He reviewed two recent publications from his group that use chest tube management as an example of a classification task that can be used to achieve reliable predictions from data collected digitally, in a sliding window over time, during patient monitoring.
In the first study, Dr. Gilbert and colleagues constructed, tested, and validated a random forest classifier to identify patients who could have chest tubes removed safely and timely during follow-up, based on longitudinal fluid drainage data collected by the Thopaz+ system.1 Their results showed that reliable predictions could be achieved early in the process and that the classifier ensured that chest tubes that needed to be maintained were not removed at the cost of potentially maintaining a few unnecessarily.

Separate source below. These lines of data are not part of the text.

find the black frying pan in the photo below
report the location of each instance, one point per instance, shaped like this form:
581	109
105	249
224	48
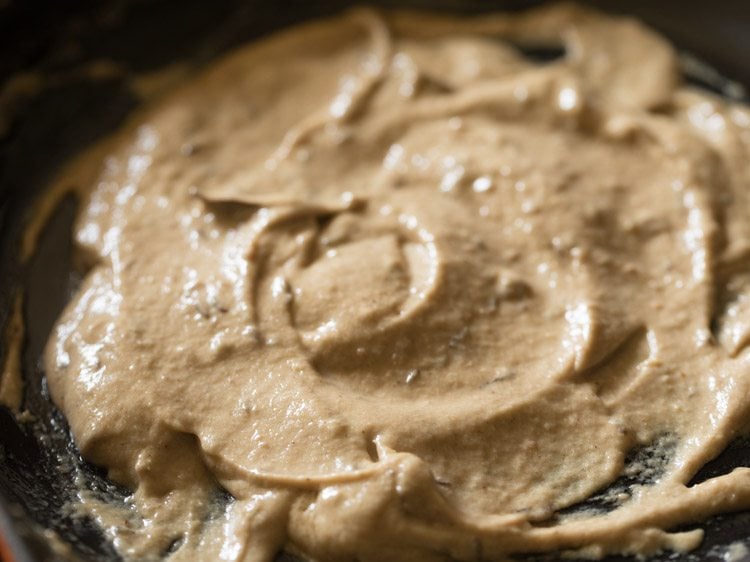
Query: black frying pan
40	130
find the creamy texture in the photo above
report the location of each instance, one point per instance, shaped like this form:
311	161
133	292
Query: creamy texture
405	294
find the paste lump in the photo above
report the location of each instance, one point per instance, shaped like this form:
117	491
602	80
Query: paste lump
382	288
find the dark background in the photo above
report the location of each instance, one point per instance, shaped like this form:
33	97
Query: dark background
40	129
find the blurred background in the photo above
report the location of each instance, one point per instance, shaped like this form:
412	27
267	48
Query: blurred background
71	71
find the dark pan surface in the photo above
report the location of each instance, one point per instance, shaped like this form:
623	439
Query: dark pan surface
38	461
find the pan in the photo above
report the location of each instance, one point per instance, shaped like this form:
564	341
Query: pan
73	71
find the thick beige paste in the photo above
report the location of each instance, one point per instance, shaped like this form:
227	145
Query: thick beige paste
404	294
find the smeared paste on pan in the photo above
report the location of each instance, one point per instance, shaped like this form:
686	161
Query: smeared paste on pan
382	288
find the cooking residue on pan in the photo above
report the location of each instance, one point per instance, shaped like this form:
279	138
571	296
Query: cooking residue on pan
382	288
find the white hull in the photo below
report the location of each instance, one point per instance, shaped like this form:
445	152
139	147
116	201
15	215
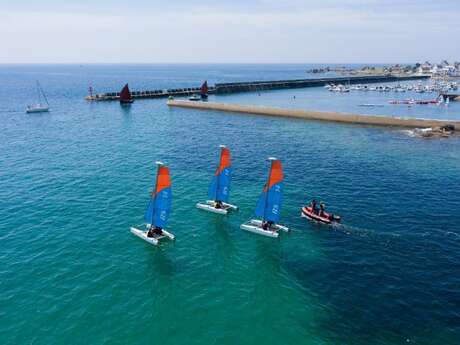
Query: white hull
258	230
255	226
209	206
142	234
258	222
37	109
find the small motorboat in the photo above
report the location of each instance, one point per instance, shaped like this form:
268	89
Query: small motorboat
126	97
326	218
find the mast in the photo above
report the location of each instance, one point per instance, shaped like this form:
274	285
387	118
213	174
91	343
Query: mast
220	159
159	164
40	90
271	159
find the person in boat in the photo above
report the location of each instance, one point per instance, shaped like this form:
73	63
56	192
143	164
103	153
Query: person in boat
154	231
322	210
314	206
267	225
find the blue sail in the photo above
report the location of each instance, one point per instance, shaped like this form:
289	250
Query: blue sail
148	216
219	189
159	208
269	203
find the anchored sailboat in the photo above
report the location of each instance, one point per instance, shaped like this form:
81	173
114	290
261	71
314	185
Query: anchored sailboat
269	204
125	95
219	188
158	209
39	107
204	90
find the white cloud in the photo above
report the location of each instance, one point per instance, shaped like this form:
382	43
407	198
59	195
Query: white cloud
205	34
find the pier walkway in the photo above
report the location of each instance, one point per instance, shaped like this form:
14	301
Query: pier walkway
251	86
318	115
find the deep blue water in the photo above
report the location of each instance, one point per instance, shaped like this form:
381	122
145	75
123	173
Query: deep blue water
73	181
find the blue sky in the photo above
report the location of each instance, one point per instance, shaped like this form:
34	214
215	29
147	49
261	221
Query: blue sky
229	31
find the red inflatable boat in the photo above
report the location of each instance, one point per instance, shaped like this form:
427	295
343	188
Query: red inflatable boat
326	218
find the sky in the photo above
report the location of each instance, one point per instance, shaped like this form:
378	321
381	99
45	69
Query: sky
229	31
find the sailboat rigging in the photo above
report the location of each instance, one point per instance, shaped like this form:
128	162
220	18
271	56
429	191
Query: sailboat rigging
268	206
41	106
158	209
219	188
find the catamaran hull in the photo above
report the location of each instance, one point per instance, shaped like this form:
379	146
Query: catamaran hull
37	110
209	206
258	222
255	226
258	230
152	240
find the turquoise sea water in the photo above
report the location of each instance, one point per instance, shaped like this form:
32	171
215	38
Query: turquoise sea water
73	181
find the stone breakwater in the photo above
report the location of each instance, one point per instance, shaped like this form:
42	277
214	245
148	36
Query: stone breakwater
388	121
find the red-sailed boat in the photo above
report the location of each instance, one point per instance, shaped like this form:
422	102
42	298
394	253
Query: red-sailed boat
204	90
327	218
125	95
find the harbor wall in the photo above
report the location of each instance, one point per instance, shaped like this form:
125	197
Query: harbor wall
251	86
316	115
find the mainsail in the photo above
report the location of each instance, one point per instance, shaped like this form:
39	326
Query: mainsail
159	207
269	204
125	95
219	188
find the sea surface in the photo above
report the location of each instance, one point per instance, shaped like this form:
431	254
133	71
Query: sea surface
74	180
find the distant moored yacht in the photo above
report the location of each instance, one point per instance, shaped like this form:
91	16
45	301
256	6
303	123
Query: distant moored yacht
125	96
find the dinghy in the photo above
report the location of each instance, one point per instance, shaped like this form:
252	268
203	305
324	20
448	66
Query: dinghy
269	204
125	96
204	90
158	209
39	107
219	189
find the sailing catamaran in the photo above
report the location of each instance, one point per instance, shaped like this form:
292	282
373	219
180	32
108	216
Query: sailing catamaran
204	90
125	96
269	204
158	210
219	188
39	107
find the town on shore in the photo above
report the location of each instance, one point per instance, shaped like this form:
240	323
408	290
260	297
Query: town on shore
442	69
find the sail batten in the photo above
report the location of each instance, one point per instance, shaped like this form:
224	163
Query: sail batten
269	204
204	89
159	206
219	189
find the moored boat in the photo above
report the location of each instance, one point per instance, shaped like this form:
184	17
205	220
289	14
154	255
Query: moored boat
269	204
158	209
326	218
40	107
125	96
219	189
204	90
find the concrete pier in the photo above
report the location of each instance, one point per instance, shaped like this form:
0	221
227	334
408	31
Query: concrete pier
223	88
317	115
251	86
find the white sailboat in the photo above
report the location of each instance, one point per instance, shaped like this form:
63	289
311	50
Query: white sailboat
39	107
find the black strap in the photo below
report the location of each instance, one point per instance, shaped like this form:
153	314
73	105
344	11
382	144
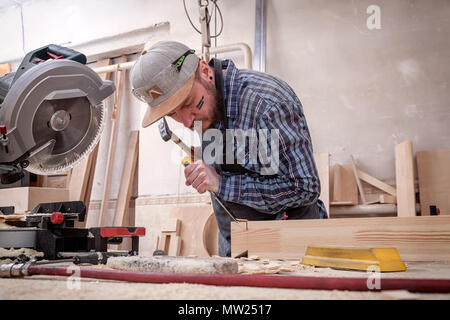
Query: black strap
230	168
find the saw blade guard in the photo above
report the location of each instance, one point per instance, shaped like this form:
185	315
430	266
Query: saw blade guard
55	115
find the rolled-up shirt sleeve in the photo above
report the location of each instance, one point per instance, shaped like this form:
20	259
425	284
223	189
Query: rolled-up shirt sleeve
296	182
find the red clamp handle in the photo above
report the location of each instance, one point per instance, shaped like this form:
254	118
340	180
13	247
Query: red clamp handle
57	218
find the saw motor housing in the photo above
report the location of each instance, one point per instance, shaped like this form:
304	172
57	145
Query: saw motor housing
51	113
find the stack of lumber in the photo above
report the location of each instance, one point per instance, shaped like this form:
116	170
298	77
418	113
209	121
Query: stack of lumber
350	186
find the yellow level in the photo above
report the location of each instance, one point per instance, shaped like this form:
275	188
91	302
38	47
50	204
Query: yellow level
354	258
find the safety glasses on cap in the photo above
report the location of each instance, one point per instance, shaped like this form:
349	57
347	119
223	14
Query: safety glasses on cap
148	94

The goal of the second study was to use digital data from the Thopaz+ system to derive optimal parenchymal air-leak resolution criteria that minimize duration of chest tube drainage without increasing complications.2 The investigators collected airflow data prospectively from 400 patients and averaged it in 10-minute intervals, and analysed air leak duration and air leak recurrence, frequency, and volume. The analysis was used to identify the optimal criteria based on patient safety (low frequency and volume of air leak recurrences), and efficiency (shortest initial air leak duration). Authors concluded that a postoperative air leak can be deemed resolved if it remains at < 50 mL/minute for 8 consecutive hours. Chest tube removal when air leak reaches this level was optimised for both safety and efficiency.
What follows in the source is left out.